J’ai particulièrement adhéré aux propos de Patrick Viveret sur l’argent qui, maintenant, ne fait plus que de l’argent…!!! Le racourci est un peu brutal mais c’est quand même cela… D’ailleurs, vous pouvez le constater par vous même: l’argent est devenu virtuel. Avec les chèques, et surtout les cartes bancaires, on ne le manipule plus directement. Des chiffres sont inscrits qui produisent d’autres chiffres dans un toujours plus qui a fini par nous mener droit dans le mur.

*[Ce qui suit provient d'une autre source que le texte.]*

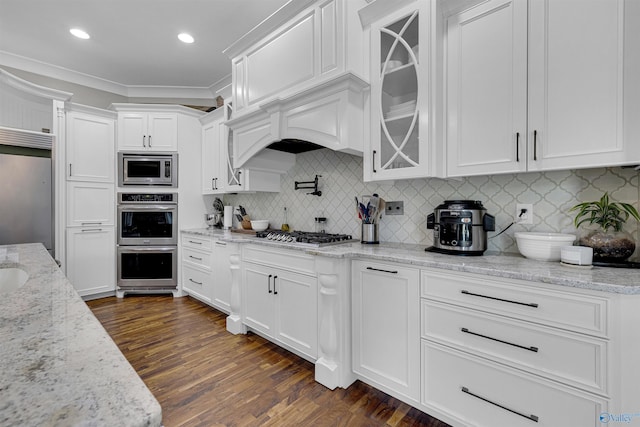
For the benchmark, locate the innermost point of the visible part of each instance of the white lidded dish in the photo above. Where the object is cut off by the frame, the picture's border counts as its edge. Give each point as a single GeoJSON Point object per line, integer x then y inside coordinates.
{"type": "Point", "coordinates": [543, 246]}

La monnaie a été inventée pour être un moyen d’échange, de relation sans affect entre les personnes mais l’argent abstrait, le « pognon » vers lequel tout le monde court est un outil de pouvoir et de domination. Ainsi, les façons de penser de Boris Cyrulnik, Coline Serreau et Partick Viveret apparemment très différentes aboutissent toutes à une même conclusion: le surpâturage ou l’hyperadaptation de quelques un au dépend de tous les autres pour reprendre la terminologie de l’éthologue. Et pourtant, curieusement, une fois ceci constaté, pas de pessimisme au contraire. Tous les systèmes d’échanges qui ont été inventés ou réinventés ces dernières années ont pour point commun de recréer de l’échange de proximité là où la monnaie officielle ne remplit plus cette fonction. Et dans ce domaine, la créativité va bon train. Les utopistes d’hier, Rahbi notamment, apparaissent aujourd’hui comme des ouvreurs de voies. Coline Serreau leur consacre d’ailleurs son prochain film. Son titre: « Solutions locales pour un désordre global – la terre vue de la terre« . De là à dire que tout est bien dans le meilleur des monde, non, mais l’espérance, oui. L’impasse dans laquelle se trouve le monde va nous obliger à inventer autre chose, notamment sans doute à recréer du sens et de l’humain. Il suffit sans doute de lâcher prise et dépasser nos peurs pour s’éloigner résolument du tunnel, prendre les chemins de traverse et se lancer dans l’aventure.